External feed delivers malicious IOCs (e.g., legitimate IP ranges labelled as SIM-box).

Mitigation. Feed source on whitelist; feed-import applies rate-limit + anomaly detection; dual-source corroboration for high-impact entries; ability to roll back a feed import.

Residual. Low.


FR-RISK-08 — Signal storm

Adversarial traffic floods signals to bias training.

Mitigation. Per-source / per-tenant rate-limit on signal ingest; training outlier removal (> 3σ); weekly human review of high-volume sources; signal deduplication by content hash.

Residual. Low.


FR-RISK-09 — Model-artifact tampering

Compromised registry replaces legitimate artifact with a malicious one.
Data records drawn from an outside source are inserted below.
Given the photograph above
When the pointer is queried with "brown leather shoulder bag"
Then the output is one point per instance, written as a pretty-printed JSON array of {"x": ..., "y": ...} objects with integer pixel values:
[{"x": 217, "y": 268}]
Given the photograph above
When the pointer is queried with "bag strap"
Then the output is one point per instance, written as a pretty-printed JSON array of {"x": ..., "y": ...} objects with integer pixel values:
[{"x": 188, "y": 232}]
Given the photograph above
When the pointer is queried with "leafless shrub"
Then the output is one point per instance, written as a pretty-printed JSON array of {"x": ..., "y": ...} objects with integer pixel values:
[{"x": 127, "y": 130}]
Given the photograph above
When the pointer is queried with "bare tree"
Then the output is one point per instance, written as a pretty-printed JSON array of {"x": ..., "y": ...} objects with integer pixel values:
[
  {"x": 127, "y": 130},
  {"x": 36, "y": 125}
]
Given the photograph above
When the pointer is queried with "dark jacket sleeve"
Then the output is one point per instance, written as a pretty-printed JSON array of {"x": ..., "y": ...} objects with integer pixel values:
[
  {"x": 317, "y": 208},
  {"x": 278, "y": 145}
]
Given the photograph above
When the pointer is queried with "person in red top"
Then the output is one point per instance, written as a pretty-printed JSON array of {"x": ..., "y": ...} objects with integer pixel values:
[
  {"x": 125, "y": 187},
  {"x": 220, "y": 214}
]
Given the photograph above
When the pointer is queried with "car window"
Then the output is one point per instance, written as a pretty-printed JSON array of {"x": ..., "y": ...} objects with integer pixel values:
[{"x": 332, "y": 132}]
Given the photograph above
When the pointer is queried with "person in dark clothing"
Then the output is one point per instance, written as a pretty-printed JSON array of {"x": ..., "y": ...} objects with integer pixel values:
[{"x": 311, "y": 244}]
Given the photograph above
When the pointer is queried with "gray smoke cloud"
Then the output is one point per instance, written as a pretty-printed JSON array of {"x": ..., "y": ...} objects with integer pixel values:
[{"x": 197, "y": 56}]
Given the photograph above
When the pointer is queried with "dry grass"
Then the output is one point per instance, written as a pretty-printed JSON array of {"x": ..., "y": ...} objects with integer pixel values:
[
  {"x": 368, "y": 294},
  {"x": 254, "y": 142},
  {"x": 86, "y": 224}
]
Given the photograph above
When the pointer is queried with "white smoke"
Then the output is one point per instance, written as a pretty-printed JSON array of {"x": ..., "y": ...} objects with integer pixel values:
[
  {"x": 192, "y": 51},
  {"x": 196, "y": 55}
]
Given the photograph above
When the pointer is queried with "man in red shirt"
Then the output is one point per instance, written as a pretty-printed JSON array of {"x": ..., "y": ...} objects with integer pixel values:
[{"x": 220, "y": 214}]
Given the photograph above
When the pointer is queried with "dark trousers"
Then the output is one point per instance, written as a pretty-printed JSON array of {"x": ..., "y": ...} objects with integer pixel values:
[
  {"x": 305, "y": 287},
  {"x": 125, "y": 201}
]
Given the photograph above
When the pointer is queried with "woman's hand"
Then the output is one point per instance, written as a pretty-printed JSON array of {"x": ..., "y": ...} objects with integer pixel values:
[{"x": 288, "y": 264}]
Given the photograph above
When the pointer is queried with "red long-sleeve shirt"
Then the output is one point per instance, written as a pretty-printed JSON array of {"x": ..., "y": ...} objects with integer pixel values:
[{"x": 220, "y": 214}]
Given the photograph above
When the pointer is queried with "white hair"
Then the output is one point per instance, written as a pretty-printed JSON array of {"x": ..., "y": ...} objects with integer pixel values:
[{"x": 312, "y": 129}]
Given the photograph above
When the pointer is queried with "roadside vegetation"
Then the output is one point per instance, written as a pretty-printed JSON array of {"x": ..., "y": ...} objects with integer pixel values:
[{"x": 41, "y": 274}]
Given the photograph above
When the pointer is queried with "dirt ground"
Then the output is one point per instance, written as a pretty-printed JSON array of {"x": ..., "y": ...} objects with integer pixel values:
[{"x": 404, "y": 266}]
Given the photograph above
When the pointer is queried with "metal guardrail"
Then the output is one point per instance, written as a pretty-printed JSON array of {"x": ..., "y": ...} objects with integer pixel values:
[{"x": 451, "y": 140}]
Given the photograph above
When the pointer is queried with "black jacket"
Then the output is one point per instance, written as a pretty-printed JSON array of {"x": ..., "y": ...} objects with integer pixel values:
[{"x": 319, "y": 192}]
Mitigation. S3 object-lock + versioning on model bucket; checksum verified at upload and at deploy; model deploy requires dual-control; cross-region replicated bucket; quarterly backup-integrity drill.

Residual. Low.


FR-RISK-10 — Triton GPU scarcity

Burst fraud-detection load exceeds GPU capacity.

Mitigation. HPA based on inference-queue depth; CPU fallback for low-confidence tier (batched); capacity plan with 50% headroom; GPU fleet multi-region.

Residual. Low.


FR-RISK-11 — GDPR subject-access

Citizen asks what data fraud-intel holds about them.
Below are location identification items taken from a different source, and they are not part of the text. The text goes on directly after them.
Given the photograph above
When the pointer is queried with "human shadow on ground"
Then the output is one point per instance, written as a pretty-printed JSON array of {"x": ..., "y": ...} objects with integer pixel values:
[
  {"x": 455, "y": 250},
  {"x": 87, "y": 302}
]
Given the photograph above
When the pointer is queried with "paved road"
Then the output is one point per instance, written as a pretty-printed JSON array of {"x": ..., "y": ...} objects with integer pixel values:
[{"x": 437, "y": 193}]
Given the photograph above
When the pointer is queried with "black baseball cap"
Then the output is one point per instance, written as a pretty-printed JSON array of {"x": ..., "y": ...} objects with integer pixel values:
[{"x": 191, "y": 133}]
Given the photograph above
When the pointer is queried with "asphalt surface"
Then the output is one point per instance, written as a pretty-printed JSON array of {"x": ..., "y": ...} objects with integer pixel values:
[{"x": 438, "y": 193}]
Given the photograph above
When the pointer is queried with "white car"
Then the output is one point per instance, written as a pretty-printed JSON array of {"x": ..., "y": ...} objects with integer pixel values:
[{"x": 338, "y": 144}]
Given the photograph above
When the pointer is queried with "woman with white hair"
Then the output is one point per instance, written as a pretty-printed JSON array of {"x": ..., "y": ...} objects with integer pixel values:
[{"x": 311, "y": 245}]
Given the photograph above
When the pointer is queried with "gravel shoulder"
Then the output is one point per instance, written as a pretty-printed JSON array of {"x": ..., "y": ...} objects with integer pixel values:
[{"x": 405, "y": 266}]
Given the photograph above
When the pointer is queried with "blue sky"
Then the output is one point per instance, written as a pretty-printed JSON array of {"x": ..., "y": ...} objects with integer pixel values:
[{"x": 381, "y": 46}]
Mitigation. Only MSISDN hash retained (pre-computed); response format drafted by Legal; 30-d SLA; deterministic re-hash allows response without retaining raw MSISDN.

Residual. Low.


FR-RISK-12 — Fail-open delays detection

Service outage delays fraud detection for up to outage duration.

Mitigation. Fail-open is intentional (service is informational); downstream consumers (firewall) have rule-based fallback that catches common patterns; re-scan on recovery replays backlog signals.

Residual. Low — accepted posture.


FR-RISK-13 — Downstream coupling

A new model update produces signal pattern shifts that firewall interprets as a surge of fraud, escalating BLOCK rate.

Mitigation. Shadow mode + gradual enablement; downstream consumers subscribe to fraud.model.deployed.v1 event and apply conservative thresholds for 24 h post-deploy; observation-mode dashboards track per-model signal emission vs. downstream action.

Residual. Medium.


FR-RISK-14 — Feed-partner dispute

Cross-platform partner disputes an IOC Ghasi shared.

Mitigation. Per-IOC provenance (who contributed, confidence, source signals); conflict-resolution via Regulator Liaison / partner liaison; removal workflow with audit.

Residual. Low.


FR-RISK-15 — Stale features

Fast-moving attack signatures (e.g., AIT spike in 60 s) aren't caught because features are batched hourly.

Mitigation. Real-time streaming feature computation for high-signal categories (AIT): features updated every 10 s via NATS stream processing; tunable latency/accuracy trade-off.

Residual. Medium — real-time features have cost / complexity implications.


3. Residual-Risk Summary

ResidualCountAcceptance
Low9Accepted for GA
Medium6Accepted with mitigation commitments and named owners
High0

4. Risk Review Cadence

  • Weekly during development.
  • Monthly post-GA (T&S + ML Ops + Security + SRE).
  • Quarterly (model cards, fairness audit, regulator liaison).